Almost every company would love to have their innovation plucked from thin air; to set all the trends and lead their industries in every way possible. In reality, however? Supply chain strategies often borrow ideas and learn from the mistakes of their competitors, rather than slogging through everything the hard way. No single company's supply chain nails all the bullseyes across the board, but some come close enough to warrant a mix of awe, study and emulation. Here are three worth keeping notes on when it comes to your own supply chain strategy:
Apple: Hope for the Best and Plan Otherwise
Gary Meyers of Supply and Demand Chain Executive points to a make-or-break moment in Apple's recent push to get the hotly-anticipated Apple Watch to market. When the so-called "taptic" engine revealed a fatal flaw in ongoing testing just as millions of units were preparing to ship out, a lesser company might have panicked and torpedoed the project's momentum. Apple, rising above the problem, calmly switched gears to their backup supplier and moved forward with only a slight delay. Admitting and planning for potential problems—even in a "superstar" offering—isn't always easy, but Apple knew that overall company momentum meant more than pride. Ask yourself how you would respond if a component of your most popular product or service was found to be flawed or harmful—would you need to consider and plan in the moment, or do you know exactly what your next step would be? Apple knew, and so should your company.
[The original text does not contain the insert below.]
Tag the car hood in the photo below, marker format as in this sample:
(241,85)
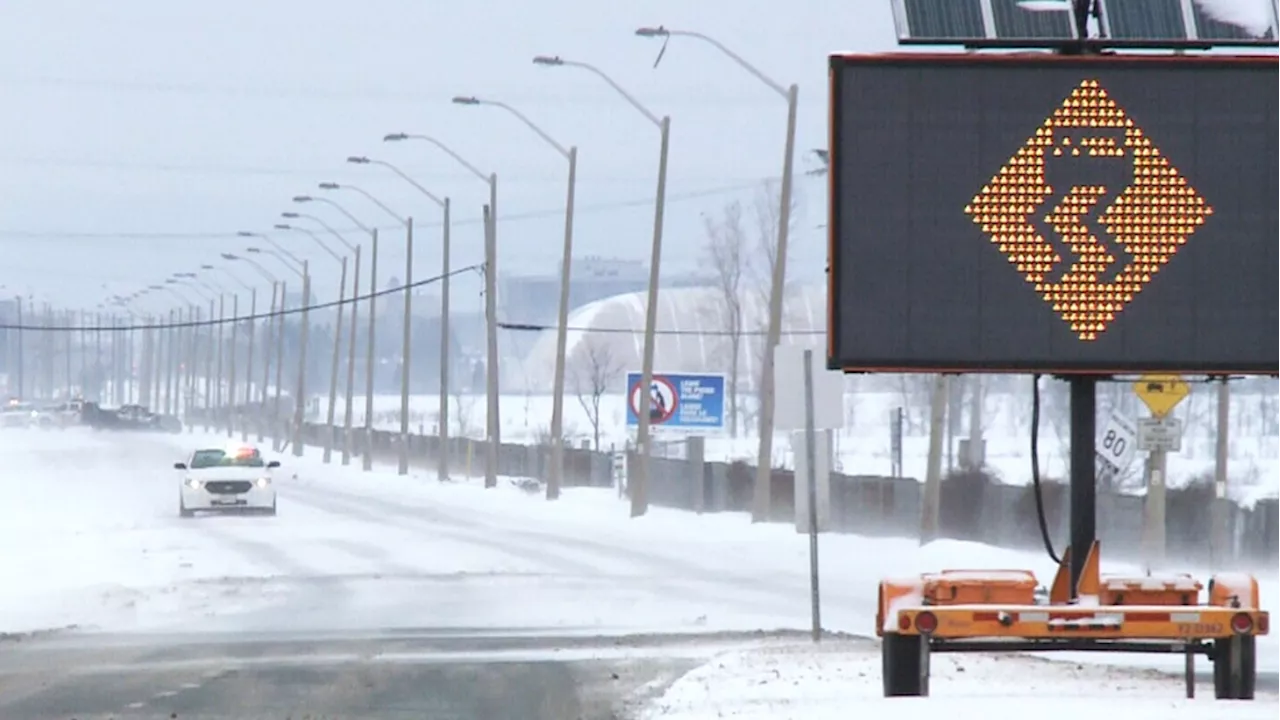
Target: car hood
(229,473)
P&G: We're All in This Together
Steve Banker of Logistics Viewpoints expresses insider admiration for the efforts of P&G's C-suite to connect cause-and-effect beyond the warehouse. Their proprietary blend of analytical tools and reports allows the company to take logistical advantage of not-strictly-logistic opportunities that may still affect shipping in the long run. This unprecedented top-down view makes implementing changes and decisions infinitely easier; P&G actually keeps actionable "playbooks" at the ready for when certain parameter sets show on their advanced analytic dashboards. If your business doesn't have a control center or sphere-like connection between departments yet, it may be time to start laying the groundwork by following P&G's lead. Not only will it facilitate communication and discussions on strategic planning with other areas of the company, it will also help reinforce the importance of supply chain strategy in meetings with the C-suite.
Cisco: Land on Your Feet
It seems as though technology is moving faster than we can adapt to it, and in the case of Cisco, that had the potential to be very bad for profits. When the movement of the market flipped the company's former focus on buyable hardware and free software to the opposite end of the spectrum, their in-place systems were suddenly—and devastatingly—pointed in the wrong direction. Like the old fable of the Oak and Willow, rather than try and force the market back to their strategy, they adapted and rose to the challenge. Cisco recognized the tides shifting and rapidly reorganized their supply chain to accommodate it. Can your business survive a radical change in the market? Building an expectation of adaptability and talking out the "what ifs" on a regular basis will help keep you on your feet if the rug is suddenly pulled out from under your sector.
Your supply chain strategy and structure is unique to your company, but that doesn't mean it can't be optimized by mimicking some very successful businesses. At their cores, all supply chains share similar goals, and success—even through emulation, as long as it's ethically achieved—should remain as the ultimate goal.